Dasz rade. A jaka satysfakcja:)
Vader [ Senator ]
W linku masz text Zemsty. Przeczytasz w 3 godziny, prace napieszesz w 2 godziny. Tak zarwiesz w ten sposob noc, ale przynajmniej poczujesz sie jak student. :-)
Vader [ Senator ]
link --->
Zax_Na_Max [ Bo Emeryt Znał Karate ]
nie macie żadnych prac...mam jedną godzinkę do szkoły i muszę do mieć...
Zax_Na_Max [ Bo Emeryt Znał Karate ]
"Zemsta" Aleksandra Fredry to, jak się często mawia, Polaków portret własny. Nieśmiertelne, karykaturalnie zarysowane typy składają się na coś, co nazywamy przeklętym polskim charakterem, przypadłością wyróżniającą nas niechlubnie od innych nacji. Przeklęty znaczy bowiem także - dziedziczony z dziada pradziada, a więc będący genetyczną skazą, nieodwołalnie przypisanym atrybutem. W definiowaniu i wyszydzaniu narodowych charakterów należy być ostrożnym: wiadomo, ile zła w historii ludzkości przyniósł stereotyp chciwego Żyda czy gnuśnego Murzyna. Co innego jednak, gdy zamiast złośliwego portretu Obcego powstaje przenikliwy autoportret - krytyczny obraz stworzony w ramach pewnej kultury, przez kogoś, kto uważa się za jej nieodrodnego spadkobiercę. To już nie stereotyp, a krzywe zwierciadło. Dzięki niemu zaczynamy patrzeć na siebie z dystansem i niepotrzebne napięcia rozbrajamy śmiechem. Patrząc wstecz na naszą kulturową przeszłość okazuje się, że nie było z nami aż tak źle.
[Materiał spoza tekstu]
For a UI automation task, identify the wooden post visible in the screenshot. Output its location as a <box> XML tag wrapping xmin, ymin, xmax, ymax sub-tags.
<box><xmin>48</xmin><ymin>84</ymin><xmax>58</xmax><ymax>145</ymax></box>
Choć nie potrafimy, tak jak Czesi na przykład, bezceremonialnie śmiać się ze swych słabości, to jednak w każdej niemal epoce pojawiał się u nas jakiś Stańczyk, który mącił narodową harmonię, budząc swoich pobratymców ze stanu samozadowolenia.
Jedna cecha polskiego charakteru była przez owych Stańczyków piętnowana w sposób szczególnie mocny. Otóż Polak z Polakiem bardzo się nawzajem nie lubią. I to już jest prawdziwy narodowy dramat. Każdy będzie walczył do upadłego, czapkę sprzeda, pas zastawi, byle tylko dopiec drugiemu.
Zdaje się, że zaakceptowaliśmy nasze wady z całym bogactwem inwentarza, i właśnie teraz, w warunkach pokoju, demokracji i tolerancji, plenią się one bez umiaru. Przysłowiowa już poranna transmisja z obrad Sejmu dostarcza nam materiału surowego, artystycznie nieprzetworzonego; regularność zamieniła się w oczywistość.
Poprosił bym mały wstępik bo nie wiem jak zacząć i żeby ktoś naopisał mi parę przykładów co łaczy nas z nimi (wtedy wiecie czyli przykładyportretu (podobieństw))

U_N [ -KOCHAM ANIE- ]
jak nie oddasz to sie na tobie zemszcza :P
Zax_Na_Max [ Bo Emeryt Znał Karate ]
wow, no co ty....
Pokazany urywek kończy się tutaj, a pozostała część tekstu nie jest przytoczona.